I find, with regular (not higher output) humbuckers into the low input, the amp is quite clean till about 10:00 on the two volume controls. After that, it gets pretty distorted. But at 40W, that 10:00 setting is pretty loud. So yea, good pedal platform. It'll never be Twin Reverb clean, but tweed or JTM45 clean (which at least to me always sound less glassy and more hairy, if those words make sense).

Also, with the pull-to-cascade switch on the Mod1, you can get quite distorted at lower volumes, and even moreso using the 'attenuator' on the back. Just another option (that I don't personally use) for a few more flavors. There is some variety of sounds in there, but it isn't changeable on the fly, like a footswitchable amp. And not nearly the range of a Mesa. If you don't like the basic sound, the tone controls, etc. won't get you very far away from that.


----------



## isoneedacoffee (Oct 31, 2014)

Thanks High/Deaf for the detailed response. I'll be using PAFs, so I'm quite encouraged by this.

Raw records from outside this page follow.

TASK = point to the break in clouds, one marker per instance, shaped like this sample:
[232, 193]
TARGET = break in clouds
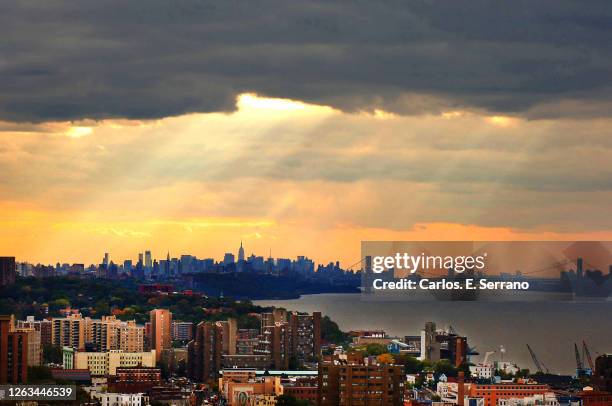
[63, 60]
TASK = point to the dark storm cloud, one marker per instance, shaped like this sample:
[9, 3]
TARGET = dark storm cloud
[72, 59]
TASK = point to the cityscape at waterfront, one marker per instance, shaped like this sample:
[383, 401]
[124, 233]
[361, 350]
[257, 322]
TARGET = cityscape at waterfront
[130, 333]
[305, 203]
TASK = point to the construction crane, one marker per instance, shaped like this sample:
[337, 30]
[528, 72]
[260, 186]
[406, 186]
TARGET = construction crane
[487, 354]
[540, 366]
[587, 355]
[579, 365]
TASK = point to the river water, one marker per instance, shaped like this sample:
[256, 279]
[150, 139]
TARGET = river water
[550, 328]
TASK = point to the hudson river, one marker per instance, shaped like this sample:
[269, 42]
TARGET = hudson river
[550, 328]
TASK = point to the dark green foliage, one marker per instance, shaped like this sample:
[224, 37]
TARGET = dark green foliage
[286, 400]
[331, 333]
[376, 349]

I actually ended up getting a good deal on a MOD1, so I am really pumped about trying it! The problem is, I won't have it until July when I return to Canada (bummer).

I had a sort of epiphany. I was wondering if one could use the two channels as a sort of wet/dry rig if the channels are run in parallel mode and using an A/B/Y splitter. I would love to have one half of my signal going pretty much directly to the high input for amp tube OD, and then run the other half of the signal through modulation effects to the low (-6db) channel. I figure this could give me almost a poor man's parallel effects loop.

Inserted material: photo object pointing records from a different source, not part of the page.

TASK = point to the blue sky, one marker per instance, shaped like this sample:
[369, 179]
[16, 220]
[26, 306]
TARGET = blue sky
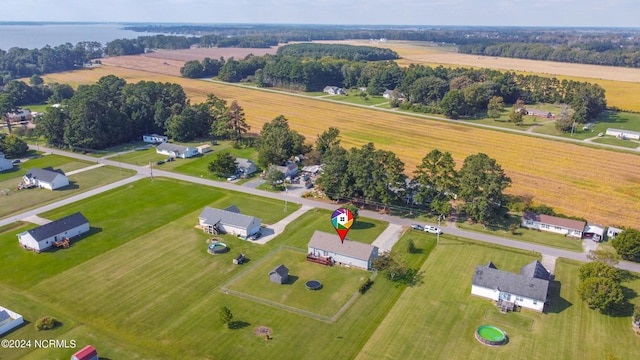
[598, 13]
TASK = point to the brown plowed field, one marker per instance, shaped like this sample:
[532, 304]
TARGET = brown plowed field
[599, 185]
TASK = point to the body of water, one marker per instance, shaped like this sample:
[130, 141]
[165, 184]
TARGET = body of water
[38, 35]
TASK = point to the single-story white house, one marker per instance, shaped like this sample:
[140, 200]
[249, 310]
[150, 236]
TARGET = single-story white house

I play mainly 70% of the time without effects, using mid to high gain... but I like to have trippy, spacey effects sometimes too! So, could this work? Would the amp allow two "separate" inputs? Or would something be compromised in terms of tone?

I have no way of testing this until July, and I will certainly do so at that time, but I am curious if anyone has tried this?


----------



## High/Deaf (Aug 19, 2009)

Unlike the originals (and the Tribute, I think), the Mod1 doesn't really give you access to the two channels. Both inputs are always 'jumpered' internally and then go through both volume controls in parallel (or series, if you pull the knob). You could probably use both inputs (if one isn't a switching jack) but you wouldn't be able to control them separately. The two volume controls would affect both incoming signals the same, except one input will be 6 dB quieter than the other.

I don't really see an advantage to this, but there's no harm in trying. People probably laughed at the first guy who jumpered a JTM45.


----------